June 14, 2022

2022 Fall Research Science Intern – Aerospace, Deep Learning, Industrial Engineering, Machine Learning, Operations Research, Quantum, Robotics (EE/Mech Eng.)

  1. https://www.amazon.jobs/en/jobs/2052468/
  2. https://www.amazon.jobs/en/jobs/2050723/

Job summary
As a research science intern, you will be working closely with fellow research scientists and research interns. You will use your experience in modeling, statistics, and simulation to design models of new processes, simulate their performance, and evaluate their benefits and impacts to cost, reliability, and speed. You will have access to rich datasets to develop mathematical models, create high visibility analytics, and have influence to the direction of the company.

This internship requires superior analytical thinking, and ability to apply technical and statistical knowledge to identify opportunities for real world applications. You should be able to mine and analyze large data, and be able to use necessary programming and statistical analysis software/tools to do so.
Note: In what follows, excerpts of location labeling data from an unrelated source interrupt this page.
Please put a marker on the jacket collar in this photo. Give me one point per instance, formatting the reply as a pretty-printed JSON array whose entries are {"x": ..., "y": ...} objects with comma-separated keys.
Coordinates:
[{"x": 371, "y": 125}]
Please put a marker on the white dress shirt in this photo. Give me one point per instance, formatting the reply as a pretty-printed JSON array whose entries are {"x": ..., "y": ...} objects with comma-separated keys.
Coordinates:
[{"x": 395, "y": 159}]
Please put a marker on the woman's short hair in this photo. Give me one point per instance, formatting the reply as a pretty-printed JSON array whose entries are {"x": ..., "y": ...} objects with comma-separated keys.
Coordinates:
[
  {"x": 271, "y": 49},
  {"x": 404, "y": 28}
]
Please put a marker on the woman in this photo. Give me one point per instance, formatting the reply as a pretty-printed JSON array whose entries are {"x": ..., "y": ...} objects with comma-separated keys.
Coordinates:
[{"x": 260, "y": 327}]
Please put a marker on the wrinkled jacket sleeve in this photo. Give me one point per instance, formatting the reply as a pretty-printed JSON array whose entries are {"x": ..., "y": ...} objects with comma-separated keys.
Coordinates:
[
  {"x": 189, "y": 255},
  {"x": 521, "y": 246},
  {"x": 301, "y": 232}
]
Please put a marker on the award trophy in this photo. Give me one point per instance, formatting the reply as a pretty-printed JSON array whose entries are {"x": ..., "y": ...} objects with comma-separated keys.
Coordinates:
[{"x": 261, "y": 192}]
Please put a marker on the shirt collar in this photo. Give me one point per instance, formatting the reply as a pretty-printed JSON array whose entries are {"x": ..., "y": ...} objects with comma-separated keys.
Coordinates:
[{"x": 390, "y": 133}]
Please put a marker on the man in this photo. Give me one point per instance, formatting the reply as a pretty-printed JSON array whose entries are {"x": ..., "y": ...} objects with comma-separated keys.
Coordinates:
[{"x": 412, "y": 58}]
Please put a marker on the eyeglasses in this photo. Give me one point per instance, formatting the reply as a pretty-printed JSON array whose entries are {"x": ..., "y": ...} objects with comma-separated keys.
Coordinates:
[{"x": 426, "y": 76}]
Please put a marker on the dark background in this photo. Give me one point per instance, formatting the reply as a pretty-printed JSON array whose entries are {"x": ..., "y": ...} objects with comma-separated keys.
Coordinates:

You should thrive in ambiguous environments that require to find solutions to problems that have not been solved before. You leverage your exceptional technical expertise, a sound understanding of the fundamentals of Computer Science, and practical experience. Your strong communication skills enable you to work effectively with both business and technical partners.

Amazon Science gives you insight into the company’s approach to customer-obsessed scientific innovation. Amazon fundamentally believes that scientific innovation is essential to being the most customer-centric company in the world. It’s the company’s ability to have an impact at scale that allows us to attract some of the brightest minds in artificial intelligence and related fields. Our scientists continue to publish, teach, and engage with the academic community, in addition to utilizing our working backwards method to enrich the way we live and work.

Please visit https://www.amazon.science for more information.

·Enrolled in a PhD degree or equivalent in Engineering, Technology, Science, Operations Research, Robotics, Mathematics or a related quantitative field
· Relevant experience in at least one of the related science disciplines (optimization – LP, MIP, Statistics, Machine Learning, Process Control, Combinatorial Optimization)
· Experience with SQL and Statistical/mathematical programming software packages (e.g., R, SPSS, CPLEX, LONDO or Xpress, etc.).
· Experience in problem solving and data analytics.

· Fluency in at least one programming or scripting language (e.g., Python, Java, C, C++)
· Demonstrated deep expertise in at least one of the related science disciplines (optimization – LP, MIP, Statistics, Machine Learning, Process Control, Combinatorial Optimization)
· Excellent written and verbal communication skills.
· Experience working with data mining on large datasets (“big data”).